The government was acutely aware of this looming crisis of legitimacy. Borne had spent months negotiating with the smaller Republicans party to try to cajole them into voting for the pension reform, conscious of the risks of using the 49.3. Her failure to even go to a vote shows her and her boss to be aloof, isolated and weak.
Even supportive MPs are disappointed with the government. Pascal Lavergne, from Macron’s party, Renaissance, argued that the legislation was too significant to bypass a vote in parliament. There have been protests in the streets, and these are likely to escalate in the coming days. By not offering the National Assembly a single vote on the issue, Macron has signalled to opponents that the only way for them to have their opposition heard is through public demonstration. Some protests will probably turn violent. A spontaneous demonstration at Place de la Concorde in the centre of Paris yesterday evening was dispersed by police with water cannons.

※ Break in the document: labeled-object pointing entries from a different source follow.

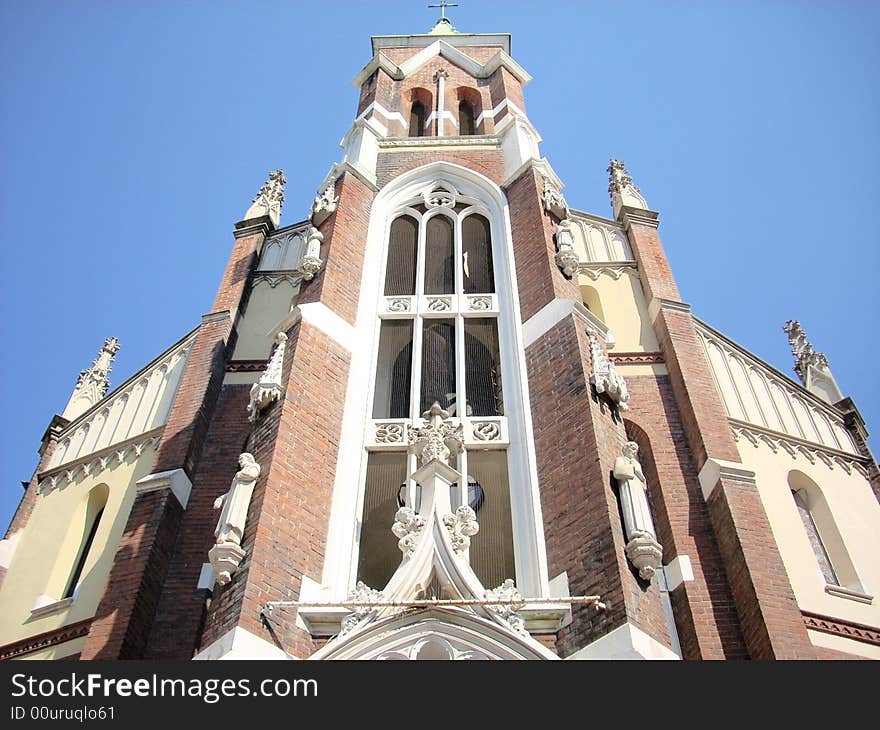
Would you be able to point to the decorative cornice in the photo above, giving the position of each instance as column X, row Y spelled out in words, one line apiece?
column 96, row 462
column 841, row 627
column 756, row 435
column 636, row 358
column 45, row 640
column 246, row 366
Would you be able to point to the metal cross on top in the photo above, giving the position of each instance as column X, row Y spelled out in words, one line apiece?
column 443, row 5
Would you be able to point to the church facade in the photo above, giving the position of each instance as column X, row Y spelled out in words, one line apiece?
column 449, row 416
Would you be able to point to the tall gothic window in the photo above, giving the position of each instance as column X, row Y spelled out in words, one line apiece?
column 438, row 342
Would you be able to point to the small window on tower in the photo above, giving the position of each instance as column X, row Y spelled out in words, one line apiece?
column 417, row 119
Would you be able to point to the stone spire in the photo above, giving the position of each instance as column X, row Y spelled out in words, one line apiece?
column 811, row 366
column 622, row 189
column 93, row 383
column 270, row 199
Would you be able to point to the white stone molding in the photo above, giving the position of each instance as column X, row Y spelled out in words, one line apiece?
column 715, row 469
column 625, row 642
column 678, row 571
column 553, row 200
column 324, row 204
column 239, row 643
column 311, row 263
column 811, row 366
column 227, row 553
column 812, row 452
column 269, row 199
column 136, row 408
column 642, row 548
column 622, row 189
column 269, row 387
column 174, row 479
column 93, row 383
column 755, row 393
column 604, row 375
column 554, row 312
column 95, row 463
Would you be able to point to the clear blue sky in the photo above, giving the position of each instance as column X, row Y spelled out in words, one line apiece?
column 135, row 133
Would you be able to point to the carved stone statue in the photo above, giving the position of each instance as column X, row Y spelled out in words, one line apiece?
column 234, row 504
column 642, row 548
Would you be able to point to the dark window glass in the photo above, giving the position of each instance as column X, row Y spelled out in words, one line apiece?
column 400, row 274
column 476, row 252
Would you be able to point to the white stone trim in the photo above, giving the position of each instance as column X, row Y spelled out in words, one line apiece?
column 625, row 642
column 678, row 571
column 240, row 643
column 207, row 578
column 175, row 479
column 554, row 312
column 331, row 324
column 7, row 549
column 715, row 469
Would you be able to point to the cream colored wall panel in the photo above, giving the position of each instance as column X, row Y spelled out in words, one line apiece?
column 855, row 512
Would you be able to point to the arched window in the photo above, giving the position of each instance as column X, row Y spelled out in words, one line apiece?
column 95, row 504
column 832, row 557
column 418, row 117
column 466, row 119
column 438, row 342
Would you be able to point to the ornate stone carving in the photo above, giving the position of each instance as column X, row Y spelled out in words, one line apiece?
column 566, row 258
column 642, row 548
column 507, row 591
column 604, row 376
column 362, row 593
column 270, row 199
column 622, row 189
column 227, row 554
column 269, row 387
column 311, row 263
column 406, row 527
column 462, row 526
column 486, row 431
column 553, row 200
column 324, row 204
column 390, row 433
column 437, row 440
column 804, row 354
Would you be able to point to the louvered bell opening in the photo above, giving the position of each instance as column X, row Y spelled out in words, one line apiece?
column 393, row 370
column 400, row 272
column 483, row 364
column 439, row 256
column 438, row 365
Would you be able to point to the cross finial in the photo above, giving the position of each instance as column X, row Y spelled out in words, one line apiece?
column 443, row 5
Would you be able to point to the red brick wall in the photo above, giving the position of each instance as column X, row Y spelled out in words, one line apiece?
column 296, row 444
column 577, row 438
column 177, row 625
column 705, row 614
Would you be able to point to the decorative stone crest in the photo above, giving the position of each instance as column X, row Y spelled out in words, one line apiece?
column 324, row 204
column 269, row 387
column 604, row 376
column 362, row 593
column 227, row 553
column 804, row 354
column 462, row 526
column 642, row 548
column 566, row 258
column 507, row 591
column 439, row 439
column 553, row 200
column 270, row 199
column 311, row 263
column 406, row 527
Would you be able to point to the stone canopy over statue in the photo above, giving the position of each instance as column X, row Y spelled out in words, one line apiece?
column 642, row 548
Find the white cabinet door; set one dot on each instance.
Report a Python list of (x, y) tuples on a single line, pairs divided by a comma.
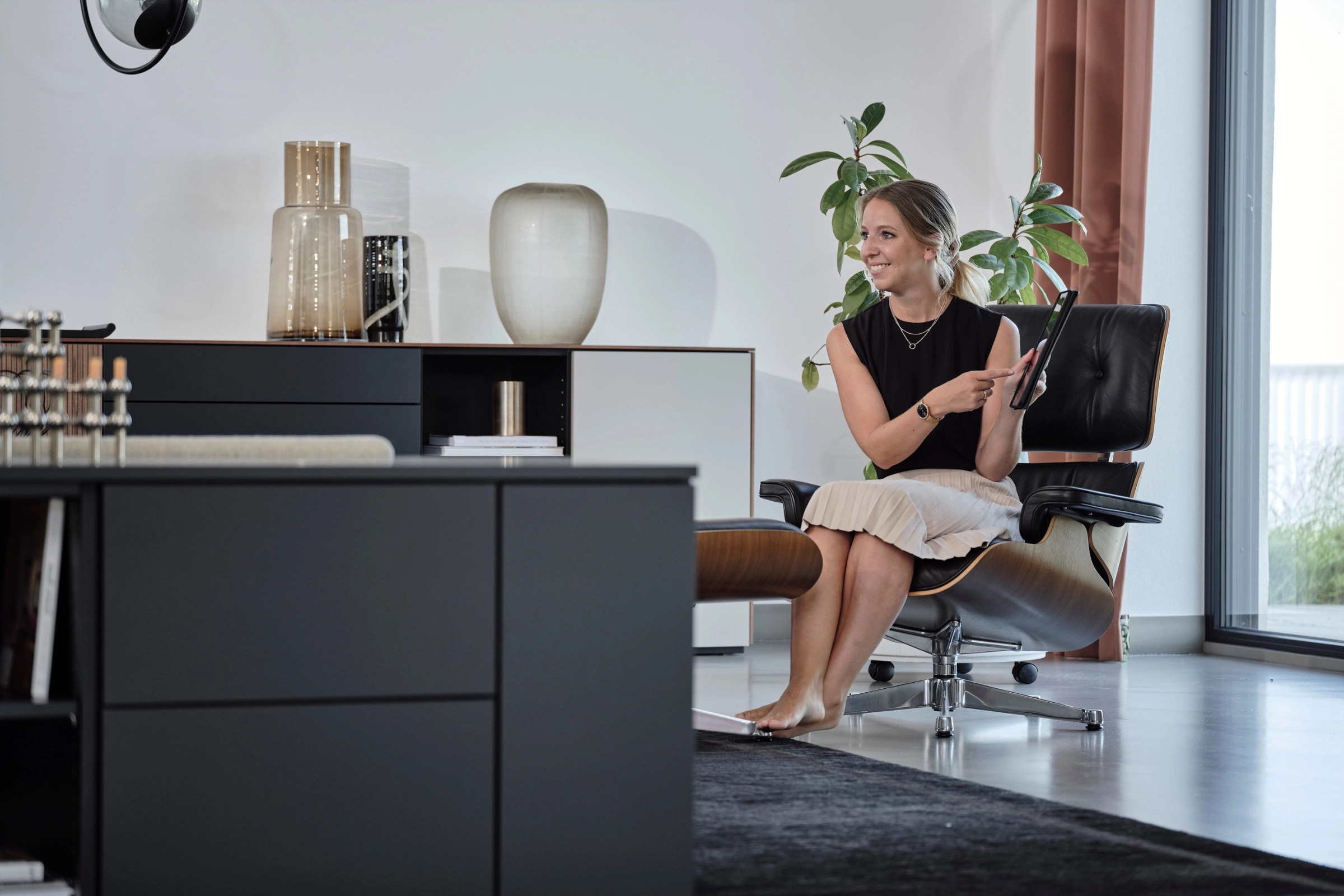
[(674, 408)]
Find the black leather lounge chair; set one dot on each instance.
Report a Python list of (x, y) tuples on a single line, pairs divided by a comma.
[(1052, 591)]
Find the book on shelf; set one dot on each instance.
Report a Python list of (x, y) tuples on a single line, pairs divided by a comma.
[(29, 589), (495, 441), (471, 450), (38, 888), (19, 868)]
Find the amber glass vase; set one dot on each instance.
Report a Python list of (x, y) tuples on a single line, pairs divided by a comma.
[(316, 249)]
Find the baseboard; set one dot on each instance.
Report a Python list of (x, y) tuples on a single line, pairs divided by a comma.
[(1166, 634), (1281, 657)]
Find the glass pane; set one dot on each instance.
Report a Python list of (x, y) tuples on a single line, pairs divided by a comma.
[(1303, 543)]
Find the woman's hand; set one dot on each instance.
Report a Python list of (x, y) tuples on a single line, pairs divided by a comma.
[(1019, 371), (965, 393)]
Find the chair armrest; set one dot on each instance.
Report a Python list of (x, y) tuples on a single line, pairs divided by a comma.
[(1085, 506), (792, 494)]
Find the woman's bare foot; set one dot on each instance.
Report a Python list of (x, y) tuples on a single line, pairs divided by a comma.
[(795, 710), (760, 712), (830, 720)]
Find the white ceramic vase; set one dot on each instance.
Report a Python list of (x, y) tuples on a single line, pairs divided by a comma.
[(549, 262)]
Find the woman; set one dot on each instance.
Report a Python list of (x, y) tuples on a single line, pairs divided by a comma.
[(921, 378)]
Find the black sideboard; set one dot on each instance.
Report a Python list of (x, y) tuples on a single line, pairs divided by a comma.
[(435, 678)]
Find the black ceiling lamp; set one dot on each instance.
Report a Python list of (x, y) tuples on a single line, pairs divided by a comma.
[(146, 25)]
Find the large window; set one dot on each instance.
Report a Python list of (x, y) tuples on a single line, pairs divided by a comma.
[(1276, 524)]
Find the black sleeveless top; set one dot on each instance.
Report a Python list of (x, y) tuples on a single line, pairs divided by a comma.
[(960, 342)]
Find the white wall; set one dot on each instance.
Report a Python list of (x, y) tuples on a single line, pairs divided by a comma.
[(1166, 570), (147, 200)]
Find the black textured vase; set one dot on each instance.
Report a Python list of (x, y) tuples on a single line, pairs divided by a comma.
[(388, 280)]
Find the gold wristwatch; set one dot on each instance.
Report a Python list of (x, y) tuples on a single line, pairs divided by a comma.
[(925, 414)]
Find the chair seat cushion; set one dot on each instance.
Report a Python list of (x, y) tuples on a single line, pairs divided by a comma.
[(753, 558)]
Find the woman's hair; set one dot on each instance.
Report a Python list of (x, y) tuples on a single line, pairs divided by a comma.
[(933, 222)]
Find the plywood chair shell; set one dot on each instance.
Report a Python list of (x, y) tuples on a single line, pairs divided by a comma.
[(1046, 595)]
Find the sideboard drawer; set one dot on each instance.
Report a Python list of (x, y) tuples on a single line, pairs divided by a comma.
[(227, 593), (398, 423), (269, 372)]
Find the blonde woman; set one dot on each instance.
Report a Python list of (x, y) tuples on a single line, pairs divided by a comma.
[(921, 378)]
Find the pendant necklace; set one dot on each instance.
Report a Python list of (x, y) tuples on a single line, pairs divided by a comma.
[(928, 329)]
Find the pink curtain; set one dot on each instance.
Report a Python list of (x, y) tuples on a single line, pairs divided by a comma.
[(1094, 83)]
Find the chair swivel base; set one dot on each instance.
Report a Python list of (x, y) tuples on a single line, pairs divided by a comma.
[(945, 692)]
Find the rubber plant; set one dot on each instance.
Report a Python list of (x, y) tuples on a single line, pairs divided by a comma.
[(1009, 262)]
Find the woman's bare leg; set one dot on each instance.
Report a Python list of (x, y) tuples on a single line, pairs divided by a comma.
[(815, 620), (877, 584)]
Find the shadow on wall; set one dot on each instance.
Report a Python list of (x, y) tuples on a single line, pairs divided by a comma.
[(800, 436), (660, 289)]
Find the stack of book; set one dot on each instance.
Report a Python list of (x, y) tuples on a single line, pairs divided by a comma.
[(21, 875), (29, 585), (494, 446)]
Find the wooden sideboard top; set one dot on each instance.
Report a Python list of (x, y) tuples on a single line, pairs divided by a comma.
[(421, 346)]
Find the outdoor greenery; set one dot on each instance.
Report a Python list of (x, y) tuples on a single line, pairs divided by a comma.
[(1009, 262), (1307, 527)]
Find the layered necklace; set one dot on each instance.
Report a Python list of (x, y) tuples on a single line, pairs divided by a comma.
[(912, 340)]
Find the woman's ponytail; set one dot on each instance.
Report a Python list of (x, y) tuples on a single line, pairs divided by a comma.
[(968, 282)]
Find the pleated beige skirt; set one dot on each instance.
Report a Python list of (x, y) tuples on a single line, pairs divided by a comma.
[(936, 515)]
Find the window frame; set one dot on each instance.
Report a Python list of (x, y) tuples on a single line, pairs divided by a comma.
[(1241, 120)]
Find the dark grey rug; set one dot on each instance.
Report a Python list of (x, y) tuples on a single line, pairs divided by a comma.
[(784, 817)]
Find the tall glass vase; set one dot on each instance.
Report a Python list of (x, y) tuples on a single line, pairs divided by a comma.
[(316, 249)]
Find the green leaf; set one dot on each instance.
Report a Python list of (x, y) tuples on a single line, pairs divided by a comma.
[(1047, 216), (872, 116), (1035, 179), (1005, 249), (850, 174), (1069, 211), (1037, 245), (1050, 272), (857, 130), (842, 220), (1061, 244), (1016, 273), (811, 159), (811, 376), (998, 287), (976, 237), (832, 198), (1045, 191), (874, 297), (884, 144), (897, 169)]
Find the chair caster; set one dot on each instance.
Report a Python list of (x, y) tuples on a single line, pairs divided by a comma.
[(1023, 672)]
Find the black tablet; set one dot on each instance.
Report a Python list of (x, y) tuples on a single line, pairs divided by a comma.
[(1046, 344)]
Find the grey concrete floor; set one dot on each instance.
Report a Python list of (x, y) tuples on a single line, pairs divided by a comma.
[(1234, 750)]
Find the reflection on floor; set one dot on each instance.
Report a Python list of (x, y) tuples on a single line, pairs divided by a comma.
[(1240, 752), (1307, 620)]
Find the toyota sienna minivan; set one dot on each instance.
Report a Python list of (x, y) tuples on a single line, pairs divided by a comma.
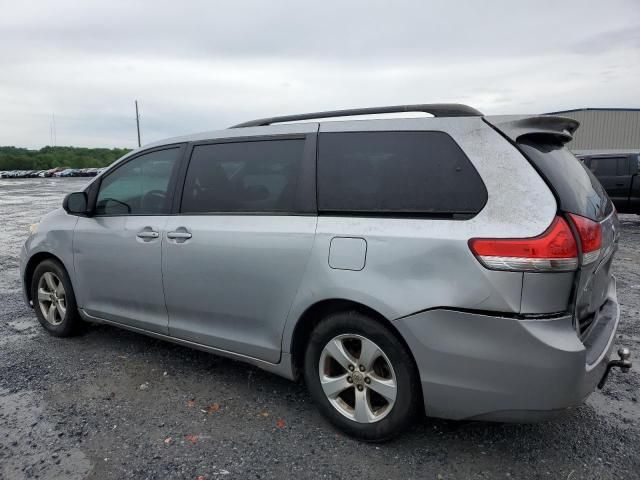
[(457, 264)]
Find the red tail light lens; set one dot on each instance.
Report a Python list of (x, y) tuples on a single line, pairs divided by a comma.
[(553, 251), (590, 233)]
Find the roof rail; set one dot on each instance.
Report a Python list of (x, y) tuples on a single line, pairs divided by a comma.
[(435, 109)]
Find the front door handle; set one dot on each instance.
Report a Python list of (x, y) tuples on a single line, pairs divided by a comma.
[(148, 234), (179, 235)]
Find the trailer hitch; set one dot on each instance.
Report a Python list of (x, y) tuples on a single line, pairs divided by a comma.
[(624, 364)]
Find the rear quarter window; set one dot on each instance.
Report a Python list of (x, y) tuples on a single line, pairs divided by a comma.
[(577, 189), (414, 173)]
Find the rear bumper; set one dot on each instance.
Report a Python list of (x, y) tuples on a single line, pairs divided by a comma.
[(489, 367)]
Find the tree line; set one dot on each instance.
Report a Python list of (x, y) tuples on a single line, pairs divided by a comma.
[(15, 158)]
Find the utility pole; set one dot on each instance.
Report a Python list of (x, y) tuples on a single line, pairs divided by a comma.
[(138, 124), (55, 133)]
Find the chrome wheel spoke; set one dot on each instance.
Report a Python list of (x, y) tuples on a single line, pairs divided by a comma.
[(383, 387), (50, 281), (61, 307), (336, 350), (43, 295), (362, 411), (51, 313), (369, 352), (333, 386)]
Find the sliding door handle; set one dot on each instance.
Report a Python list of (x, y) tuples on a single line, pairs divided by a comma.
[(179, 235), (148, 234)]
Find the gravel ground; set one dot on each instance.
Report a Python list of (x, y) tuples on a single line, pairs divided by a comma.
[(114, 404)]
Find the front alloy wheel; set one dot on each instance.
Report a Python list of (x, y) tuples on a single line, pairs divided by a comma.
[(52, 298)]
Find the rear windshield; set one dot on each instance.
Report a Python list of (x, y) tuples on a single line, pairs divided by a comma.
[(577, 190), (413, 173)]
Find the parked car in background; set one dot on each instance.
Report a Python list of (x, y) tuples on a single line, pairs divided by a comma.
[(63, 173), (619, 173), (386, 261)]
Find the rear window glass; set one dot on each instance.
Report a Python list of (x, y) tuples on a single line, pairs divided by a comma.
[(576, 188), (396, 172)]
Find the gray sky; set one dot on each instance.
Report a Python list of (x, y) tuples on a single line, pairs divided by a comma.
[(205, 65)]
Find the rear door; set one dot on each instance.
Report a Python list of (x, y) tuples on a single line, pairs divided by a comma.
[(614, 175), (235, 254)]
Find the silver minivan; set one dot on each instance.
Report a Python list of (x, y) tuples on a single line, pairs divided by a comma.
[(457, 264)]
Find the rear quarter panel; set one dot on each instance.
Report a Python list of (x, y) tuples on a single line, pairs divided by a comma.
[(417, 264)]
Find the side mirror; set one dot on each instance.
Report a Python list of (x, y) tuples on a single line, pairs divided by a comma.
[(75, 203)]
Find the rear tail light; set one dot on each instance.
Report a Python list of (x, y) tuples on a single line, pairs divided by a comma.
[(590, 234), (553, 251)]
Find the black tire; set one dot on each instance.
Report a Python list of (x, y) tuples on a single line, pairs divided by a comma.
[(69, 324), (408, 401)]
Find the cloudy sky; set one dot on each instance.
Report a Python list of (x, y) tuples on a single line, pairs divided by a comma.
[(205, 65)]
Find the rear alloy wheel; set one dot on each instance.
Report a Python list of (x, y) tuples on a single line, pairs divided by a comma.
[(54, 300), (361, 376), (357, 378)]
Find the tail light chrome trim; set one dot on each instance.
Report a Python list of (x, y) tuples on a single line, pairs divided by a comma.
[(555, 250)]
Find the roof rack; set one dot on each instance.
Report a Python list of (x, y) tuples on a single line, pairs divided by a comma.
[(435, 109)]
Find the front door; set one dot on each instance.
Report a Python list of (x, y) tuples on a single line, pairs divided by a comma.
[(117, 251), (234, 257)]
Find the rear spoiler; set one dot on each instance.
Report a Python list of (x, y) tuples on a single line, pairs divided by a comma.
[(517, 126)]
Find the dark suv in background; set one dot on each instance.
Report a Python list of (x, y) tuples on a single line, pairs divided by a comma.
[(618, 172)]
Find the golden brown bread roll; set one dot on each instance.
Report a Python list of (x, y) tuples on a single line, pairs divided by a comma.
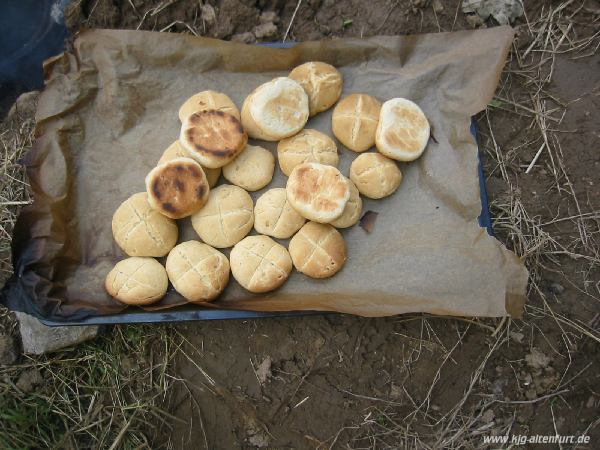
[(197, 271), (137, 281), (140, 230), (205, 100), (260, 264), (252, 169), (318, 250), (274, 216), (177, 188), (352, 209), (275, 110), (403, 130), (318, 192), (374, 175), (306, 146), (322, 83), (213, 138), (226, 218), (175, 150), (354, 121)]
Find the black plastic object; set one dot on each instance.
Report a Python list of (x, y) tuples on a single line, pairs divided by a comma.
[(32, 31), (192, 312)]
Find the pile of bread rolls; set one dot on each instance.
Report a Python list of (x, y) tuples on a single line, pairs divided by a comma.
[(316, 201)]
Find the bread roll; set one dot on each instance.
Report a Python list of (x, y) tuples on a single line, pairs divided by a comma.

Macron’s decision has precipitated the gravest political crisis of his presidency. If the National Assembly votes no confidence in his government, the country could go to new elections. His party could perform even worse than at last year’s legislative elections, when it lost its majority in parliament. Marine Le Pen’s National Rally, buoyed by the chaos, might win even more seats than the 89 it gained last time, already its best result.
With an eye on his legacy as he enters his final years in power, Macron sincerely believes that this reform is necessary for the country. But his reckless disregard for the democratic process means he risks instead being remembered not as the president who reformed France but as the last head of state before the far-right took the Élysée Palace.